In 2016, the Magyar Foundation of North America paid $103,750 for “public relations” services to the consulting firm of Richard Grenell, Trump’s acting director of national intelligence, called Capitol Media Partners, according to the foundation’s tax filing, reports govexec.com. The foundation was funded and supervised by Hungary’s government, according to records obtained by Hungarian nonprofit news organisation Atlatszo. The foundation’s director, Jo Anne Barnhart, had been a registered lobbyist for Prime Minister Viktor Orban.
The work for Hungary is Grenell’s second foreign consulting engagement that was not previously disclosed. On Friday, ProPublica reported that Grenell did consulting work on behalf of Moldovan politician Vladimir Plahotniuc, who the U.S. later said was involved in corruption. Craig Engle, a lawyer of Grenell’s, said Grenell did not have to register under FARA because “he was not working at the direction of a foreign power”.
Grenell, however, did not register, even though public relations work on behalf of a foreign government falls strictly under the Foreign Agents Registration Act, according to lawyers specialising in the matter. FARA is the same law that Trump’s former campaign manager, Paul Manafort, and former deputy campaign manager, Rick Gates, were convicted of violating.

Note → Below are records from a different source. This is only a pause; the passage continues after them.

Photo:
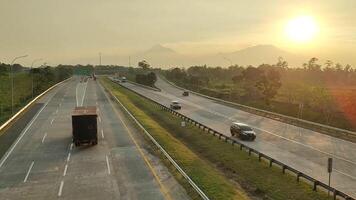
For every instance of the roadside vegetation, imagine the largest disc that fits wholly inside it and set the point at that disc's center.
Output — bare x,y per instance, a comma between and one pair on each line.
221,170
324,94
43,78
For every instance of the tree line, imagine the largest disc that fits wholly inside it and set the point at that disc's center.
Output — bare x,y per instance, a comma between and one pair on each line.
307,90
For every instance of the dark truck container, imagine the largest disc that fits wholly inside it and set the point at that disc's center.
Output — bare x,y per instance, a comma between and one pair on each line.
84,125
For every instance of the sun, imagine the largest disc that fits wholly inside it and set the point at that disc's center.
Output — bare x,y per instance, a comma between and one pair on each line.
301,29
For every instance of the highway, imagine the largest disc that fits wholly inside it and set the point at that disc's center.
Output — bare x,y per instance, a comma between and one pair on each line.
303,149
44,164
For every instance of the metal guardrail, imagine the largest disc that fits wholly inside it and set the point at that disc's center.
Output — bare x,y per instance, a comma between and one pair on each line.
171,160
336,193
276,116
145,86
28,105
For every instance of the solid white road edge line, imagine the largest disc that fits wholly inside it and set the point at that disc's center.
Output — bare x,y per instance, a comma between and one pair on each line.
28,172
24,132
68,157
65,170
44,137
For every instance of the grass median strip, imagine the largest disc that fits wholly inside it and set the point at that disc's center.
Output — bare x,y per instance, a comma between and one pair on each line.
215,166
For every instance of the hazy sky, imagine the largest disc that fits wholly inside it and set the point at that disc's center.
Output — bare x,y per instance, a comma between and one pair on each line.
75,31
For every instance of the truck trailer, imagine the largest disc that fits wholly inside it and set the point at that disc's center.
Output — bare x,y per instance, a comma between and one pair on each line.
84,125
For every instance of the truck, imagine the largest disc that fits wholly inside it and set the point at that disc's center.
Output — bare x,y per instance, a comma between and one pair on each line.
84,125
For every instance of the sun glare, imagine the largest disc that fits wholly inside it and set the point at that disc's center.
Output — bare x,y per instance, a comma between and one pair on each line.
301,29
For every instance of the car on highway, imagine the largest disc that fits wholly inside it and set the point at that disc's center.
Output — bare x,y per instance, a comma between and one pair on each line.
84,125
175,105
242,131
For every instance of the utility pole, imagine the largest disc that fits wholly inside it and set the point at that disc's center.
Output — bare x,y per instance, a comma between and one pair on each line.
12,82
32,73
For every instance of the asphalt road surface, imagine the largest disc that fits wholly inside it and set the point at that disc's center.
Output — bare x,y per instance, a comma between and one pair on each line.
44,164
303,149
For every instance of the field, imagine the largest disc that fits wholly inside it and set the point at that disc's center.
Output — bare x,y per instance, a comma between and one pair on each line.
222,171
22,93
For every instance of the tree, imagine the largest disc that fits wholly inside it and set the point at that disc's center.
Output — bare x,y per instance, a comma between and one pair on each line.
144,65
269,84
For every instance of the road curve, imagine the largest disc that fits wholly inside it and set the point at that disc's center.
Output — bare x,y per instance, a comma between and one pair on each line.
44,164
300,148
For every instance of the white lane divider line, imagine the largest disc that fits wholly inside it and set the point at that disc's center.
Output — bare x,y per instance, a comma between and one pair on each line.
65,170
8,153
28,172
348,175
44,137
60,189
108,164
68,157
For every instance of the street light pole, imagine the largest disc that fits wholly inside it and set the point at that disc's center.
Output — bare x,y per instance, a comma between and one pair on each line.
12,82
33,62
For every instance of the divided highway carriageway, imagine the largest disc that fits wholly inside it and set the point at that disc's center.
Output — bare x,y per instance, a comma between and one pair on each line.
300,148
44,164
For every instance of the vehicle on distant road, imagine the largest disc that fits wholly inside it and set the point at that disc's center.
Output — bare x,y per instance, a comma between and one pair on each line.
242,131
175,105
84,126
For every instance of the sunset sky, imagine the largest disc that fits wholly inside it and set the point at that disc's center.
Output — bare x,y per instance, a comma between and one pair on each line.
75,31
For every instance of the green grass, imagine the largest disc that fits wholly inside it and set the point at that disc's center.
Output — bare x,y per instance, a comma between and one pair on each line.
211,180
205,158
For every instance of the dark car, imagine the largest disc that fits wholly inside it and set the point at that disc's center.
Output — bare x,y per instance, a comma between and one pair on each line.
242,131
175,105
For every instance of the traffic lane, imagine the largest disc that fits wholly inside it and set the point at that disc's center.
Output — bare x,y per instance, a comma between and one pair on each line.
137,180
17,171
320,141
309,161
131,172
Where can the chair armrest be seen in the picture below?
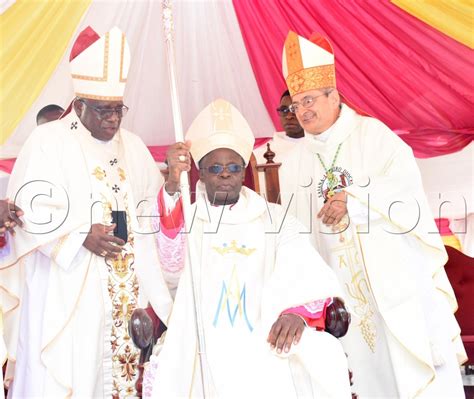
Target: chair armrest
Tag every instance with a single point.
(337, 318)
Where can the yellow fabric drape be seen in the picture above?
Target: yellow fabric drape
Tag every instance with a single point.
(33, 38)
(452, 241)
(454, 18)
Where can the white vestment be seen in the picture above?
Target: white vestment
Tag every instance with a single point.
(403, 338)
(245, 279)
(67, 309)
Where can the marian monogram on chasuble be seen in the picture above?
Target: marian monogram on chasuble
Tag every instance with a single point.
(232, 303)
(120, 283)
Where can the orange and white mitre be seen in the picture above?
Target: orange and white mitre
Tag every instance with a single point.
(308, 64)
(100, 64)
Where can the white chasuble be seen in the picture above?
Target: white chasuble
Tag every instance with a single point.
(245, 279)
(386, 253)
(67, 309)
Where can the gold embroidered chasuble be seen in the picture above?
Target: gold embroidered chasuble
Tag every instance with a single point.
(80, 346)
(375, 253)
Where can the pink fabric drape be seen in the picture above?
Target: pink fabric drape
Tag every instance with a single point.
(158, 152)
(390, 64)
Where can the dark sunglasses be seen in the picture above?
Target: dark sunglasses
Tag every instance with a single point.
(283, 110)
(106, 113)
(218, 169)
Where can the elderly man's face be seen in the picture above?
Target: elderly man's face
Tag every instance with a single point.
(321, 114)
(288, 120)
(94, 116)
(222, 188)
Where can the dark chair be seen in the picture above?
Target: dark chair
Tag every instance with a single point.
(460, 271)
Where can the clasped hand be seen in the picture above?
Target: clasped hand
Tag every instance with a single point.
(178, 159)
(286, 331)
(334, 209)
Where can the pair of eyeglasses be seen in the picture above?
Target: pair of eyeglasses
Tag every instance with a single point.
(106, 113)
(283, 110)
(306, 102)
(232, 168)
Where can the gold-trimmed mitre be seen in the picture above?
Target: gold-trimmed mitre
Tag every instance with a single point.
(220, 125)
(307, 65)
(99, 65)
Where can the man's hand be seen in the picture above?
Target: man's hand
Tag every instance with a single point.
(100, 242)
(334, 209)
(287, 330)
(9, 216)
(178, 159)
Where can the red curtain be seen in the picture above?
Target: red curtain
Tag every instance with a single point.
(390, 64)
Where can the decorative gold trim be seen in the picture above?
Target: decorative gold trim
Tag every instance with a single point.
(431, 368)
(315, 78)
(105, 70)
(58, 246)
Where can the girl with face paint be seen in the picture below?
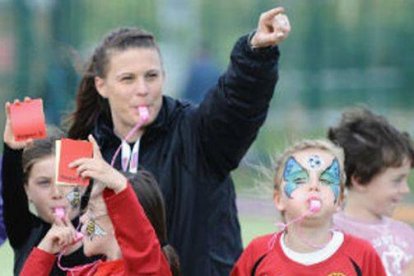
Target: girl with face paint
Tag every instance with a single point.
(308, 188)
(28, 173)
(115, 226)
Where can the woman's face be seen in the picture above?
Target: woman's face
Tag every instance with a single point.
(134, 78)
(44, 194)
(311, 174)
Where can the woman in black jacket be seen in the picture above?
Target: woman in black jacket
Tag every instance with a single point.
(191, 150)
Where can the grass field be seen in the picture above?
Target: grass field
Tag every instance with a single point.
(257, 217)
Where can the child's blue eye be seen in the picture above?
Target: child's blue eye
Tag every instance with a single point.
(43, 183)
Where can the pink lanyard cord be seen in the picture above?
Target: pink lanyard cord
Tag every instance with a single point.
(144, 116)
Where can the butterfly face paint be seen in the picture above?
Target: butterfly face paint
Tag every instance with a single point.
(74, 198)
(332, 177)
(315, 162)
(294, 175)
(94, 230)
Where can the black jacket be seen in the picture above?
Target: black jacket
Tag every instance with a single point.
(192, 150)
(24, 229)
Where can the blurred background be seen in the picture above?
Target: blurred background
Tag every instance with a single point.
(339, 54)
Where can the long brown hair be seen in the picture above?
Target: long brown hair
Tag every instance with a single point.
(89, 104)
(152, 201)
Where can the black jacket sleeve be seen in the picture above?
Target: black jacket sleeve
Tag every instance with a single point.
(229, 118)
(17, 217)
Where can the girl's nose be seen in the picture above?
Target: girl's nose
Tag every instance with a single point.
(55, 191)
(314, 184)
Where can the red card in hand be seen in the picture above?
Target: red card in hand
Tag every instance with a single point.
(28, 120)
(67, 151)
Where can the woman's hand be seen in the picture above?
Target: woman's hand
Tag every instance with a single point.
(273, 28)
(8, 136)
(98, 169)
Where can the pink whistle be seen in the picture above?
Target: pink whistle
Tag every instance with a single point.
(60, 212)
(79, 236)
(314, 205)
(143, 113)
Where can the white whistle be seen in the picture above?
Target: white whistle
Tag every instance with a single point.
(59, 212)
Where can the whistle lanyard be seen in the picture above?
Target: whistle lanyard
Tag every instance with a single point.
(129, 157)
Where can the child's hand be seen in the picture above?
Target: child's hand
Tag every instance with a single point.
(8, 136)
(60, 235)
(98, 169)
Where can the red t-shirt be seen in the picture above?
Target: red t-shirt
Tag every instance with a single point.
(353, 257)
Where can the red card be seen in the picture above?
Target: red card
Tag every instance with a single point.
(67, 151)
(28, 120)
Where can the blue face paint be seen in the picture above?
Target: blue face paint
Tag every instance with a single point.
(332, 177)
(294, 174)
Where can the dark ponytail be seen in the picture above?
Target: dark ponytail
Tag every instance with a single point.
(89, 103)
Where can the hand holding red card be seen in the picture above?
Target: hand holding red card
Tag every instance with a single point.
(28, 120)
(67, 151)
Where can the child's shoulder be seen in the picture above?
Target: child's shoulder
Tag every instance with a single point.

Grenell’s past work for Hungary was first reported on the blog of the Quincy Institute for Responsible Statecraft, a foreign policy think tank whose funders include conservative billionaire Charles Koch and liberal financier George Soros. In emails published in the blog post, Engle said Grenell knew that the Hungarian government was the “sponsor” of the foundation. He said Grenell’s work did not “qualify as registerable activity” under FARA but did not expand on it. Engle, whose practice at the firm called Arent Fox includes FARA compliance, was also a board member of the foundation and served as its lawyer.
Grenell’s work, according to Engle, consisted of enlisting reporters to attend cultural and academic events. A progress report that the foundation sent to the government said Grenell’s firm was part of a communications team that contacted more than 50 news outlets to promote an event at the National Press Club in Washington. The event was emceed by Connie Mack, a former congressman who was Orban’s registered lobbyist in Washington, and was attended by several lawmakers and government officials.
Watchdog groups have criticised Orban and his far-right party for consolidating power, suppressing opposition, stoking anti-Semitism, and cosying up to Russia. Trump, however, has lavished praise on Orban. “Probably, like me, a little bit controversial,” Trump said at an Oval Office meeting last May, “but that’s OK.”
Grenell, for his part, has advocated bolstering conservatives across Europe. “I absolutely want to empower other conservatives throughout Europe,” he told Breitbart London in 2018. “I think there is a groundswell of conservative policies that are taking hold because of the failed policies of the left.”